Computer vision also had similar such developments over the last decades. Early computer vision systems competing in the Imagenet competition used feature selection, another method by which pesky human interpretation is forced into our models, under the belief that this will lead to better outcomes. This involved devising algorithms that would detect edges, contours and colours in an image and feed that into a statistical or regression based model. In contrast, AlexNet, a Convolutional Neural Net submitted to the competition in 2012 significantly improved on the best scores of previous models in the competition. Although its convolutional system also did some similar edge and feature detection on input images, the model selected those convolutions itself, rather than with the guidance of an expert. Its architecture was able to identify features such as faces in its output mappings without any help, meaning during training the model not only worked out that faces were important but also developed a set of weights to detect faces without there being any feature or label for faces in the dataset at all.
This has been a bit all over the place so let’s summarize a bit at this point before we talk about the present and future.
The bitter lesson tells us that improvements in computation will mean computationally infeasible (but better scaling) methods will win out over expert-written ones.
Search may actually not be an equal to deep learning in terms of how well it generalises.
If we are looking for models that generalize, none may generalize better than Large Language Models. The case of the aforementioned Cyc system would hardly be a problem for a modern LLM. For the problem of common sense, apart from notable edge cases, LLMs eclipse all other attempts at their task. Not only that, but they are passably able to tackle many of the aforementioned problem areas. Vision nets can be attached to LLMs to make them multimodal, and now are not only able to classify contents of images, but reason about them (to the extent that they are able to reason at all). Similarly, LLMs can play chess [5], although not all that well. Conversely, problems that are outside of human reach are equally out of reach of LLMs. They can’t protein fold, decode encryption cyphers, and aren’t even that good at SAT solving. In this sense, they seem to generalize In the same dimensions as humans do albeit to somewhat different scales. I think that many of the things remaining things that humans have to do that we are trying to replace with AI systems may ultimately be replaced by LLMs, and the existing attempts to automate them will fall foul of a new, improved, bitter lesson.

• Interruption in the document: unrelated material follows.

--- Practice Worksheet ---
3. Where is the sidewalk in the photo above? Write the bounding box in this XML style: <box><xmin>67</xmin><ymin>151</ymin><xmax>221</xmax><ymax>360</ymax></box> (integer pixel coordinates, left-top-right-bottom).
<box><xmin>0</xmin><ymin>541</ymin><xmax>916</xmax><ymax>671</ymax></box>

But, how? Earlier we brought up reinforcement learning and I believe it can be an important next step. LLMs as of today are trained with a simple goal of predicting the next token in a string of tokens. When fine tuning a method called RLHF or reinforcement learning with human feedback is used. However, this is barely reinforcement learning. The issue is that once again subjective human judgment is allowed to creep into the value function of the learning process. Humans chose a preference from one ore more prompts, and then the model is trained to produce one prompt and not the other [6]. Ideally, reinforcement learning would have the LLM complete tasks with clear success and failure states. It is however likely that this could be massively computationally inefficient. Consider a task that we might want an LLM to do, say, run a business. Many RL systems would simulate a world in which the agent would act such that many RL iterations can be done quickly, however, the real world nature of the task we now want LLMs to do, like running a business, would likely suffer significantly if we attempted to simulate it (the complexity of the simulation would suffer from the same problems as Cyc). As such, we would have to actually put the LLM out into the world, have it run a business for a bit, wait for it to go bankrupt, and only then can we give it the reward (punishment) it deserves. That would likely involve going through all it’s actions and marking them down, training it not to say things like that. This, implemented how I’ve described it, would almost certainly not work, but it may be the best way of avoiding human subjectivity from getting in the way.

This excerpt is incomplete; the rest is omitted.